5. Versioning The built-in versioning system is great. Two thumbs up. I don't know how it would work if I were writing my jobs in proper Clojure or Java code in their own repo, but I kinda don't care because the value of storing and versioning what I do in the UI is so great.
6. UI -> data I love the way the interactive UI is just there to generate EDN. In a way this mirrors how Jenkins' UI builds its job XML files, but you have to go hunting for those and they're hard to read (because XML). Being able to see what EDN is generated by your actions in the UI, _right there in the UI_, is fantastic.
7. UI issues The UI is great but it has quite a bit of low-hanging-fruit improvements that could be made. - the run job popup forces you to choose a system every time, even if there is only one - being able to draw arrows in the visualization is cool, but I could not figure out how to delete them there. Needs work. - the UI doesn't lay out well on small screens (I'm on an old 13" Air), I had to zoom to 80% just to be able to see the X to delete a property. It would help if the Workflows panel on the left (the least important UI element by far!) could be collapsed (edit: it can be collapsed, but the collapse button is on the other side of the screen which makes no sense) - the box that pops up after starting a job has nothing clickable in it. I have to close it and go to the jobs tab - the jobs tab doesn't refresh when it loads, even if I just started a job, which needlessly adds clicks to the main workflow - the jobs tab has an "archived" sub-tab but no apparent way to actually move a job to the archive
Overall, there's a lot of promise here, and it's amazing to me that you built this by yourself. Still, it has a long way to go. I recommend spending some time with Luigi, which I still think is the best general way of DAG-structuring real world workflow code, and with Jenkins which remains far and away the best UI-driven job orchestration system. It seems you're already familiar with Airflow, but I would recommend you treat it mainly as an example of what not to do.
Obviously this is for JVM, plus I am not sure how Prefect addresses following two points I mainly focus on:
- make rapid prototyping of new steps possible during runtime, without any need to restart/redeploy
- focus on distributed processing, where in master-less Titanoboa cluster you can have pretty much any number of nodes
Congratulations on reaching public beta and for submitting to HN! Looks very promising!
But I would upvote you 100x or send you a medal or something if I could, this is really super nice of you letting me know!
But is it really an alternative to Zapier? I mean, while Zapier is obviously about automation, it always felt that their big selling point was the sheer number of integrations they provide.
Target audience might be slightly different ultimately, but we'll see - I would envision this to be more useful in an enterprise environment where you pretty much always have to customize the integrations that were provided out of the box.
There are few blog posts I wrote about some sample workflows, e.g.:
https://github.com/mikub/titanoboa/wiki/Getting-Started-with...

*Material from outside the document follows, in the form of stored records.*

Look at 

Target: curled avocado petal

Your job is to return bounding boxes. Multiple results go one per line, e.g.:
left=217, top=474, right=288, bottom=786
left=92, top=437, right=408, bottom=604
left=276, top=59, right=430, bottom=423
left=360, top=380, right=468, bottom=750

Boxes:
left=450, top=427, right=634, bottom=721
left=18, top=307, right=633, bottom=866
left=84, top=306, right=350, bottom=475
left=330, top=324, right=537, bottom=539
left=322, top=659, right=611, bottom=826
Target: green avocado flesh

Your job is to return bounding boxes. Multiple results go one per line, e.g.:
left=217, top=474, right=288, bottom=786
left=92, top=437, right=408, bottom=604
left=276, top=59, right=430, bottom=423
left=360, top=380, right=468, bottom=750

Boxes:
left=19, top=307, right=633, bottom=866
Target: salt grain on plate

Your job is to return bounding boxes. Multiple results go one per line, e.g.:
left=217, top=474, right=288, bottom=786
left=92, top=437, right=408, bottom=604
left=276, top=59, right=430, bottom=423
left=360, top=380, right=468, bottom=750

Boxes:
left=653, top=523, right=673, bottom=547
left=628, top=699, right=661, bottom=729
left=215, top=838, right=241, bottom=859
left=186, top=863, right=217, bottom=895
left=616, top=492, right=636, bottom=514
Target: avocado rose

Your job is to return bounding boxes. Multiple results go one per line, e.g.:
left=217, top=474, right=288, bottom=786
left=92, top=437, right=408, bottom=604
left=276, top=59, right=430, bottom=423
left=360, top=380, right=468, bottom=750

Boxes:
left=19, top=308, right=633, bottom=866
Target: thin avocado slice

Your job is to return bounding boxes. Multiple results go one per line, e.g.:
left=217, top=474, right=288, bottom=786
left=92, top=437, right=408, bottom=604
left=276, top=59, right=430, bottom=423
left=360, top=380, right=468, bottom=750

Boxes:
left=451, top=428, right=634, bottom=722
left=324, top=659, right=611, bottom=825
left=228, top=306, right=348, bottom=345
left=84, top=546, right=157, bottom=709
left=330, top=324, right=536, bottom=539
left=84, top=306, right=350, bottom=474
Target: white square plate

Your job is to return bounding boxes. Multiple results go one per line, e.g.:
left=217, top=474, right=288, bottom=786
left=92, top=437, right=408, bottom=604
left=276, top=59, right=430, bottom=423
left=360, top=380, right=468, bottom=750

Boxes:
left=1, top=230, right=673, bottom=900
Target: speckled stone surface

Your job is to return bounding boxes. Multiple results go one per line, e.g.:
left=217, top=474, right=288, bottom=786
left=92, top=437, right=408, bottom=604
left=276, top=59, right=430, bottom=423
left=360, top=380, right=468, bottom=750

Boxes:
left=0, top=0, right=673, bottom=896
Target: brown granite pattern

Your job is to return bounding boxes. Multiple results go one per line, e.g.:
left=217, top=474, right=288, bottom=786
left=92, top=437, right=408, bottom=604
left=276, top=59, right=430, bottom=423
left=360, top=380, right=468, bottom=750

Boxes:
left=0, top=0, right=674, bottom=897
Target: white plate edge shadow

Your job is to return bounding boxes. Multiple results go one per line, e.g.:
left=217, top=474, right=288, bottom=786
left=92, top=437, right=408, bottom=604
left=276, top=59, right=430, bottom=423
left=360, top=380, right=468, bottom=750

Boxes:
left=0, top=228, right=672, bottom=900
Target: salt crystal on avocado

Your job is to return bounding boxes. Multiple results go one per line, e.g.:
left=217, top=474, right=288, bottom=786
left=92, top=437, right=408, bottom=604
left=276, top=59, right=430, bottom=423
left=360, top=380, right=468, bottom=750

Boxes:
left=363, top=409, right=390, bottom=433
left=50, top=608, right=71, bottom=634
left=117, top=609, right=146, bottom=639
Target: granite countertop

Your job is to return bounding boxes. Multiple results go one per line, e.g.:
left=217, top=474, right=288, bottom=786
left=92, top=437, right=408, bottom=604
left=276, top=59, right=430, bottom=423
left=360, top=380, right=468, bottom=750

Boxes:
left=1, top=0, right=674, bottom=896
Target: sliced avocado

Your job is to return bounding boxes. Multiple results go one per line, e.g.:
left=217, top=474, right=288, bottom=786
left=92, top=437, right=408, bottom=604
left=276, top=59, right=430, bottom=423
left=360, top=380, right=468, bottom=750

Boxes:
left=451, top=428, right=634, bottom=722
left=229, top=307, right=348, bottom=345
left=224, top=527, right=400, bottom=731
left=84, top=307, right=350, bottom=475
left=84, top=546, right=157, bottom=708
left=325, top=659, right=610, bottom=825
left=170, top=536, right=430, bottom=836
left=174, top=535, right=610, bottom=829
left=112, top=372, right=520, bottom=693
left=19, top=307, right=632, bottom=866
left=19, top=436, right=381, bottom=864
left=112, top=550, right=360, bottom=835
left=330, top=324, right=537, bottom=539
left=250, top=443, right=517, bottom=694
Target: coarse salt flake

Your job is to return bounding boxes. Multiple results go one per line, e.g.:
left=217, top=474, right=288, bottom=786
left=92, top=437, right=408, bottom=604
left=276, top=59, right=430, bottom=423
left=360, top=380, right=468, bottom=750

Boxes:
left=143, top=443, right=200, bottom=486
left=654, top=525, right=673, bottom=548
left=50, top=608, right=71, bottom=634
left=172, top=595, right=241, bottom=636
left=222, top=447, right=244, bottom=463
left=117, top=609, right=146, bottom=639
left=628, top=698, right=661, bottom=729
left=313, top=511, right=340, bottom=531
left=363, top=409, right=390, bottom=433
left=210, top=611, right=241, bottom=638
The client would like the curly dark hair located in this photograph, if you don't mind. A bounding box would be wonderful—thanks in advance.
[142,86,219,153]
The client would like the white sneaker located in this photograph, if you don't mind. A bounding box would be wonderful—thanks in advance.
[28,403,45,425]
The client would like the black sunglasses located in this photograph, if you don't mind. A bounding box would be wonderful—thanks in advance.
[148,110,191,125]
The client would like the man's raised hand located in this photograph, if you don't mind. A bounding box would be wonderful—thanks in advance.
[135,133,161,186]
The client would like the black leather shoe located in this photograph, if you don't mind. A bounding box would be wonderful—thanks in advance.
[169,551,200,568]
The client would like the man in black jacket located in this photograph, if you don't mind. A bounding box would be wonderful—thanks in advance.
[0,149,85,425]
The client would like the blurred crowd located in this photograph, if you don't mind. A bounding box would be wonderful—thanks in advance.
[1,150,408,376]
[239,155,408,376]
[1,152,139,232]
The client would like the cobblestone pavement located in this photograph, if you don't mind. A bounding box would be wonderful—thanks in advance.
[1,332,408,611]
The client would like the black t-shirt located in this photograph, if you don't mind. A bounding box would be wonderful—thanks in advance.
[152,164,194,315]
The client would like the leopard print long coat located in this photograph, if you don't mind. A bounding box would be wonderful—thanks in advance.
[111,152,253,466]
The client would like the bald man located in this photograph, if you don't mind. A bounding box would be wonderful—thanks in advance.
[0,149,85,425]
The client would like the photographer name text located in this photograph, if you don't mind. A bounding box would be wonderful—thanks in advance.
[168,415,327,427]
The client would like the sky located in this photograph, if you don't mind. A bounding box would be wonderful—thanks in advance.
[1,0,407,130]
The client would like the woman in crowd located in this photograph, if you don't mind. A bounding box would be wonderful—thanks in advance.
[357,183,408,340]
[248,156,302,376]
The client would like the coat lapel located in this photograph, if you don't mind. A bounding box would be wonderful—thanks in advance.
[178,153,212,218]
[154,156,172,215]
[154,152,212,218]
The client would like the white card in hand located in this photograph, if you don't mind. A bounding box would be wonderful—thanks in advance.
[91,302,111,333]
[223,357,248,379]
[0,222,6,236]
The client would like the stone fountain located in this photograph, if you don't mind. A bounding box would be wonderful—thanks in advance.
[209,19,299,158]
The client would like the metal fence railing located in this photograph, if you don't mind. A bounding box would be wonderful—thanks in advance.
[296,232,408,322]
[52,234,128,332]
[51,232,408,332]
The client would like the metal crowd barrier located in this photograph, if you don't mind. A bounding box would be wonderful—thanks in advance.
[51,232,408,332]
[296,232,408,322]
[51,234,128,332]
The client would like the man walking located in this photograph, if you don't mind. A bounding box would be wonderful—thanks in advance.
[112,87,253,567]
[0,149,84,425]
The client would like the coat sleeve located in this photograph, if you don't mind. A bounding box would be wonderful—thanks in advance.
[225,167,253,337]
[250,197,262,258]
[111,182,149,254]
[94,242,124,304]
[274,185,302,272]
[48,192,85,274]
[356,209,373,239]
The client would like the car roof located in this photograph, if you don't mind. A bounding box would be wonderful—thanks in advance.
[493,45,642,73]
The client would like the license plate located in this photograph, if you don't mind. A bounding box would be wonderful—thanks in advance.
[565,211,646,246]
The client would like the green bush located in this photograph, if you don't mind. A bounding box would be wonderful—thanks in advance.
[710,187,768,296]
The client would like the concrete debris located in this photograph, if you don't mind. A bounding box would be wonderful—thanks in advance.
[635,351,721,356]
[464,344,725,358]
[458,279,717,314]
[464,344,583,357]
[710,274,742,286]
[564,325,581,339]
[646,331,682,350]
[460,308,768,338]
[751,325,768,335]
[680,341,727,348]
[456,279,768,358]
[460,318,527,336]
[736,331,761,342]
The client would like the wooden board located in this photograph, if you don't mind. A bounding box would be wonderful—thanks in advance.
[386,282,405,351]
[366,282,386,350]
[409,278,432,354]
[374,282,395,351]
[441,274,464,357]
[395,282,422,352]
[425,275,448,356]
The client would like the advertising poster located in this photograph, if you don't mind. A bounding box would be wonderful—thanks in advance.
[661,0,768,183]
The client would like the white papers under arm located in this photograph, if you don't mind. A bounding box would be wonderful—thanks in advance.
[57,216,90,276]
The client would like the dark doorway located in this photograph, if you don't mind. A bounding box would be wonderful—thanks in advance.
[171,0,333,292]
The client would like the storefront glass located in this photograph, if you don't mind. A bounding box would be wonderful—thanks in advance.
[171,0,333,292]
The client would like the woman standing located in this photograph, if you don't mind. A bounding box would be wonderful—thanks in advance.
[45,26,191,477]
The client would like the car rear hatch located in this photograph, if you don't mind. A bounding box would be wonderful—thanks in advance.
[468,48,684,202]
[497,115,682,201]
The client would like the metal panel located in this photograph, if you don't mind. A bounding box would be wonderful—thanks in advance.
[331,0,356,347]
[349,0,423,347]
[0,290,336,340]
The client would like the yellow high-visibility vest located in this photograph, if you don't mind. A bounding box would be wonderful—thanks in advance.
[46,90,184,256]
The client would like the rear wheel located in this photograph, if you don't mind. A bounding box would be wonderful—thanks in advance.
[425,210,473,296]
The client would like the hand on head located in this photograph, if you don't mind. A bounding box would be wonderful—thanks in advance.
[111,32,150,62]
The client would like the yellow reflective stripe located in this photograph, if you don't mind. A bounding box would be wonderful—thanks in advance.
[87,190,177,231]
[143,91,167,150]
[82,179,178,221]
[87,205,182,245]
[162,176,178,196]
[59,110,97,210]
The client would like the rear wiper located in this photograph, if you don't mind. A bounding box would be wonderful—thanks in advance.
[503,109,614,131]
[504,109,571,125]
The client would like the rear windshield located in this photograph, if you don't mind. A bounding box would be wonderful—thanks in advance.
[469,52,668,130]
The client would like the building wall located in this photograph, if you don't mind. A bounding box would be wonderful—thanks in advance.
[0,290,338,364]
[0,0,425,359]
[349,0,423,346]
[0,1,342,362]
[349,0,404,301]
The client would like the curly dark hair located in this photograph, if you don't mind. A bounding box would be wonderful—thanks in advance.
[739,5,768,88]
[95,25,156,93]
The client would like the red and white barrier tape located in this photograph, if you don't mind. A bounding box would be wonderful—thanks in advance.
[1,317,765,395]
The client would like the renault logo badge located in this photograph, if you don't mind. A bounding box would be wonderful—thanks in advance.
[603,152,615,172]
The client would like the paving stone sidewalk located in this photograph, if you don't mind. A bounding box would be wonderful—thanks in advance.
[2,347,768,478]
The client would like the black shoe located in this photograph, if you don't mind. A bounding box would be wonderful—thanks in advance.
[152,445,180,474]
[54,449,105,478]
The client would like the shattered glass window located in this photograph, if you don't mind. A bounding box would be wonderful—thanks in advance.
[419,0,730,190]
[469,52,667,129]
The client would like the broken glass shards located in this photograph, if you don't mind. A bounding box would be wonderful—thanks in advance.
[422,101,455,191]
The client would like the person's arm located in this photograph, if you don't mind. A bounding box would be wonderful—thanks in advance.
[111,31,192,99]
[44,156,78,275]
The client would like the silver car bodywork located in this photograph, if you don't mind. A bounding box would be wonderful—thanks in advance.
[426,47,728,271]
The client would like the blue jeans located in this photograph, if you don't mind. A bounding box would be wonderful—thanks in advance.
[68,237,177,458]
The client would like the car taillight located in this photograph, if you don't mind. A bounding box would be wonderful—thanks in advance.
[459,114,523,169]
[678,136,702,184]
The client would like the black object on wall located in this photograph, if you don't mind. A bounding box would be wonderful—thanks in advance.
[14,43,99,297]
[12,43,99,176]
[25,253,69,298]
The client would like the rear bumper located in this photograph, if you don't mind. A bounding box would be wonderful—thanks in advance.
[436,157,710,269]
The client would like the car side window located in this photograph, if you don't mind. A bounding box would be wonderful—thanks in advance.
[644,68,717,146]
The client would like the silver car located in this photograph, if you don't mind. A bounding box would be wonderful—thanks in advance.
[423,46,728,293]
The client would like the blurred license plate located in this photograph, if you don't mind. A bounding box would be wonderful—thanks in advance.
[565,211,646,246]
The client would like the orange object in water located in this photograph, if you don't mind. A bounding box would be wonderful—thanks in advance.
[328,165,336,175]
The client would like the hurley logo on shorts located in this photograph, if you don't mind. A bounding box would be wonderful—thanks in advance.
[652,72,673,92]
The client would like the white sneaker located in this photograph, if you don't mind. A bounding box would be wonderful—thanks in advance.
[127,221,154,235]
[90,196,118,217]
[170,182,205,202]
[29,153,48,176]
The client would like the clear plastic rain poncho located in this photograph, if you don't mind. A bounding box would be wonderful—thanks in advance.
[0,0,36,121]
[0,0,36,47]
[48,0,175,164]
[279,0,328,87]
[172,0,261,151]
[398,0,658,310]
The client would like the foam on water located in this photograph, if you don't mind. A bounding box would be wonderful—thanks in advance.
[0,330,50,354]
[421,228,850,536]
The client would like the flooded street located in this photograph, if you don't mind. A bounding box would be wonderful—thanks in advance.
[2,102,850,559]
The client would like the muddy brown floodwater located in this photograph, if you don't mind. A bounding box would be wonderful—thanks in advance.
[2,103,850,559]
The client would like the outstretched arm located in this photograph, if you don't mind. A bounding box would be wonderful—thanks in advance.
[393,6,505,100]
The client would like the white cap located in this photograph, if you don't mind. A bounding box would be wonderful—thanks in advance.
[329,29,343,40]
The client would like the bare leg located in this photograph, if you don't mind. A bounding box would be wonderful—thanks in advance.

https://www.titanoboa.io/using-titanoboa-for-it-automation.h...
https://www.titanoboa.io/using-titanoboa-for-cloud-integrati...
I understand that the cloud hosted version should cost more for these features but without a way to get pricing for the self-hosted HA and clustered version it will be a tough sell for me to deploy it, use it and have to scrap it in the future.
So the title should be "Host your own aPaaS" instead.